One interesting case in the “people’s court” that Sweeney had to handle was “the legal lockout of a yeshiva,” he said.
“Four hundred kids didn’t have a place to go to school. It was getting a lot of play in Borough Park. The families from the communities affected were coming in,” he said. “I have to say, the biggest kick I can get is when I can settle a case. That’s an accomplishment.”
In the Cards
Sweeney resides in Staten Island, but he called Brooklyn “a vibrant community” and said he might move back here one day. It’s changed a great deal since the days when Sweeney grew up in Bay Ridge, he said.
“Fort Greene — when I was going to high school there, I would look out the window, and there’d be wild packs of dogs in the street. Twenty to 30 dogs in the street in a pack,” he recalled.
“Anybody that’s lived here can tell you that what’s going on now can only be described as unbelievable,” he said. “Brooklyn is going through a renaissance. I believe it has more cachet than the city [Manhattan] in many respects. You can see it changing by the types of people coming into the courthouse.”
Sweeney said that with three children, he doesn’t have much time for hobbies outside the courthouse, although some guidebooks to Texas Hold ‘Em poker are on his bookshelf. Instead, he devotes most of his time to his kids.
“They grew up in the courthouse,” Sweeney said. “I’d take them in [to Civil Court] a few times a year at least. Sometimes, I’d make up cases for them and they’d ask questions about it, have to figure it out. Their classes have also had moot court here.”
He’s not sure if they’ll follow in his footsteps, but his kids are young, so it could still happen.
“I didn’t inspire my children to become lawyers, I inspired my children to do well in school. One daughter’s interested in becoming a lawyer or a movie star or a fashion designer — I don’t know.”
For Sweeney, a legal career and work on the bench were just in the cards.
“A lot of what we do, like when we preside over a trial, when you have to make decisions – it’s always difficult,” he said. “But it was always something that I wanted to do. One year I decided to make a play for it, and luckily, I won.”
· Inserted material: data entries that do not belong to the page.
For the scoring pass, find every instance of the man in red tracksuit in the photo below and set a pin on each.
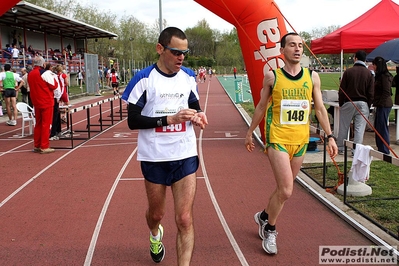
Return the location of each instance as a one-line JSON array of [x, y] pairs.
[[42, 85]]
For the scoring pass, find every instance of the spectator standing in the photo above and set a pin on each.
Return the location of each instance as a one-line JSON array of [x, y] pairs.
[[10, 83], [80, 78], [42, 85], [30, 50], [382, 103], [63, 80], [114, 79], [56, 124], [164, 105], [286, 99], [357, 83], [15, 54], [395, 83], [25, 87]]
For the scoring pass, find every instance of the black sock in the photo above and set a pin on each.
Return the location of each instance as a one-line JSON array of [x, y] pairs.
[[269, 227], [264, 216]]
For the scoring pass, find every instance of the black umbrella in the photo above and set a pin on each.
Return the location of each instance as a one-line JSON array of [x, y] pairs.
[[388, 50]]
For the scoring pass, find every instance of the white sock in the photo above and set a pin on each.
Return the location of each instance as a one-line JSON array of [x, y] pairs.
[[157, 237]]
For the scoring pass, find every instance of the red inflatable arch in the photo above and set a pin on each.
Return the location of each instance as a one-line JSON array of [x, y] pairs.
[[7, 5], [260, 27]]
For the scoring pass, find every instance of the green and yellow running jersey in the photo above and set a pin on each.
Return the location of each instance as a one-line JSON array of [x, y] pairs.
[[287, 115]]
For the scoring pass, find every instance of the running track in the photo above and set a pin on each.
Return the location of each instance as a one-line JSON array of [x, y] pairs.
[[86, 206]]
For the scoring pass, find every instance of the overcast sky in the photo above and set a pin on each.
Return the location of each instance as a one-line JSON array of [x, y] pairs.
[[302, 15]]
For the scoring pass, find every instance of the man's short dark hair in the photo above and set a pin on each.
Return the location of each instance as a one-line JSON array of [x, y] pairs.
[[167, 34], [361, 55], [284, 38]]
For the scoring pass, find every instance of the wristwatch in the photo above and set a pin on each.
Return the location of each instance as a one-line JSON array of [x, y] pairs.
[[331, 136]]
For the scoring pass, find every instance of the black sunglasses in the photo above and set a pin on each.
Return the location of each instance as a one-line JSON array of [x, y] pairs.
[[175, 51]]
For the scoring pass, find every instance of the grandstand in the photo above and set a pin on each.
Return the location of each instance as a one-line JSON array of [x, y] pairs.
[[57, 38]]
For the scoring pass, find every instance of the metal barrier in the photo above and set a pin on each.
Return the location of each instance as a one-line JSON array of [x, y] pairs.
[[91, 128], [320, 132]]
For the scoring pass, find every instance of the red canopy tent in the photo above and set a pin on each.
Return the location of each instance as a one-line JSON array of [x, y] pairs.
[[371, 29]]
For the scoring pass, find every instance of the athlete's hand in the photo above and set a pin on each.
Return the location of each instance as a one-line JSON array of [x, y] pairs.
[[199, 119]]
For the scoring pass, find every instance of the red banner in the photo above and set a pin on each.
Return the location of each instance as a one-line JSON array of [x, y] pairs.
[[260, 27]]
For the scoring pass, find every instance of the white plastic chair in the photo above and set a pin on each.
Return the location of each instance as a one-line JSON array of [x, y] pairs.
[[27, 116]]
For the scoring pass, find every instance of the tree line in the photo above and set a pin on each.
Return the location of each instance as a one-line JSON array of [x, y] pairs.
[[136, 40]]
Only a year into his new role in Brooklyn Supreme Court, Justice Sweeney is looking forward to continuing to dole out justice at 360 Adams St. for the foreseeable future.
“If I knew I became a judge, well, I always the liked the idea of that,” he said, “but I’d be surprised I’d get here so young. I’ve been sitting on the bench since I was 45. I could see myself very possibly sitting here for the next 20 years.”